De onderstaande recensie van De geestverwantschap komt uit 2002.

God aan de telefoon

‘Er zit een alfareceptor in de palm van de linkerhand.’ Dat is even schrikken als je het eerste hoofdstuk van De geestverwantschap leest. Welk zweverig wereldidee zit daar achter? Als je verder leest blijkt de Brit David Mitchell een rare hink-stap-sprong te maken door allerlei geestelijke werelden, met verschillende personages die toch op de een of andere manier met elkaar verbonden zijn. Fascinerende literatuur waar hij terecht een Booker Prizenominatie voor kreeg.

De eerste hoofdpersoon is lid van een geheimzinnige sekte, die de Tokiose metro bestookt met gifgas. Een man die denkt via ‘alfagolven’ te kunnen communiceren met zijn grote leider, terwijl hij op de vlucht is voor de politie.

In het tweede hoofdstuk is er een totaal andere hoofdpersoon, een jonge vent die in een platenwinkel verliefd wordt op een meisje. Dat hele hoofdstuk gaat over de langzaam ontluikende liefde tussen die twee. Ook daar speelt de geest een rol, maar meer in de directe zin dat mensen op het eerste gezicht een verwantschap kunnen voelen. Elk verhaal dat volgt heeft een steeds andere hoofdfiguur en speelt in een totaal andere omgeving en vertelt een compleet ander verhaal.

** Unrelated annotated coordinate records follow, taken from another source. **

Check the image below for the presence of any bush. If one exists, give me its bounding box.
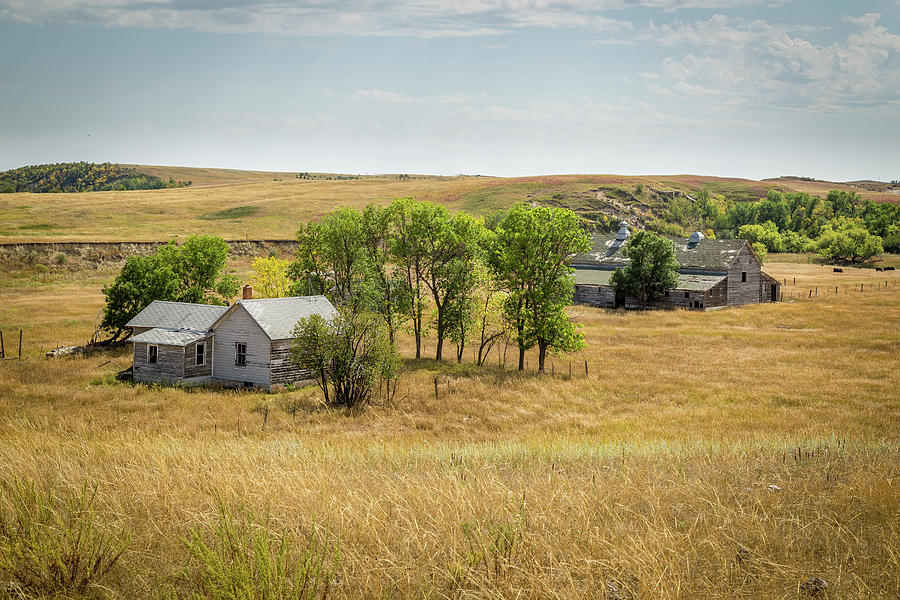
[881,233,900,254]
[0,480,128,596]
[184,506,339,600]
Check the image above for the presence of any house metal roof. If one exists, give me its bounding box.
[570,235,747,271]
[125,300,228,331]
[128,327,209,346]
[575,267,727,292]
[218,296,337,340]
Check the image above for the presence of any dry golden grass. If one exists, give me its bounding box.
[0,167,900,242]
[0,262,900,598]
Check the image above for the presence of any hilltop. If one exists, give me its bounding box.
[0,165,900,242]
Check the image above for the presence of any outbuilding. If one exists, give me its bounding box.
[570,221,780,310]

Je zou De geestverwantschap dan ook eerder een mooie verhalenbundel kunnen noemen dan een roman, ware het niet dat de personages weer bijrollen krijgen in de andere verhalen. De jongen uit de platenwinkel heeft toevallig het sektelid aan de telefoon; in het derde hoofdstuk loopt er toevallig een verliefd paartje ergens voorbij waarin we de jongen en het meisje uit het vorige hoofdstuk weer herkennen. En dat gaat zo maar door.

Het vergt van de lezer wel een open houding. Soms zit je met sciencefictionachtige alfagolven, dan weer in een boeddhistische geesteswereld en in één hoofdstuk is zelfs een geest op zoek naar een lichaam. En je moet tot het uiterste gaan om te geloven in het personage dat alleen via de telefoon in een radiotalkshow in Amerika aan het woord komt en later een soort god blijkt te zijn die de toestand in de wereld kan besturen.

Het enige advies kan dan zijn: gooi alle argwaan over geloofwaardigheid over boord. Geloof binnen het kader van de roman in alle personages, laat je leiden langs alle denkbare geestelijke werelden en je reist via Hong Kong, Mongolië en Londen over de hele wereld. Fictie op topniveau.

Coen Peppelenbos

David Mitchell – De geestverwantschap. Vertaald door Aad van der Mijn. Querido, Amsterdam, 444 blz.

Deze recensie verscheen eerder op 4 oktober 2002 in de Leeuwarder Courant.